Kirkwood Community College is a public community college in Cedar Rapids, Iowa with several additional regional and county centers located in Belle Plaine, Coralville, Hiawatha, Monticello, Tipton, Vinton, Washington and Williamsburg.

==History==
Area Ten Community College opened in several locations in Cedar Rapids in 1966, serving an enrollment of 199 students. In 1969, the college officially changed its name to Kirkwood Community College, after Samuel J. Kirkwood, an early abolitionist and Iowa's American Civil War Governor.
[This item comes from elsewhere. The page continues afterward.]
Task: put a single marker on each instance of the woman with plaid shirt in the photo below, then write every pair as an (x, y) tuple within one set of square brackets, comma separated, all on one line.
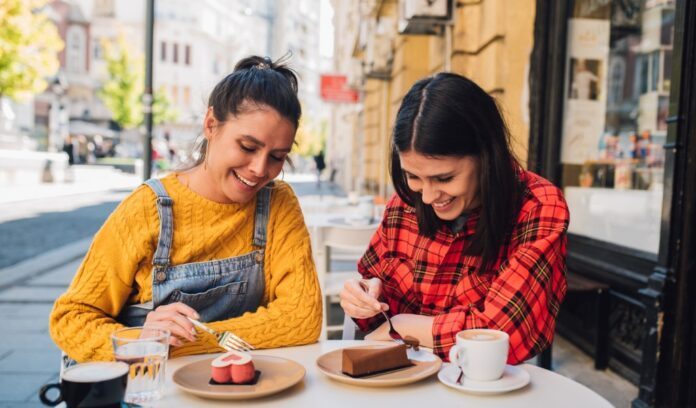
[(470, 239)]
In 2018, the college named Dr. Lori Sundberg as the school's fifth president and the first woman to hold the position. The student enrollment during the 2018-2019 year was 16,781, with an average class size of 21, and 330 international students from 100 countries.

==Academics==
Kirkwood Community College is accredited by the Higher Learning Commission (HLC). Kirkwood offers over 120 different degrees, diplomas, and certifications. Kirkwood also offers a program in 47 high schools throughout Iowa for high school students to obtain college credits during their junior and senior years.

==Athletics==
The Kirkwood Eagles athletic programs consist of men's and women's basketball, baseball, softball, volleyball, and men's golf. The college is a member of the National Junior College Athletic Association (NJCAA), competing in the Iowa Community College Athletic Conference (ICCAC). Kirkwood's colors are blue and white, and its mascot is an eagle named "Sammy".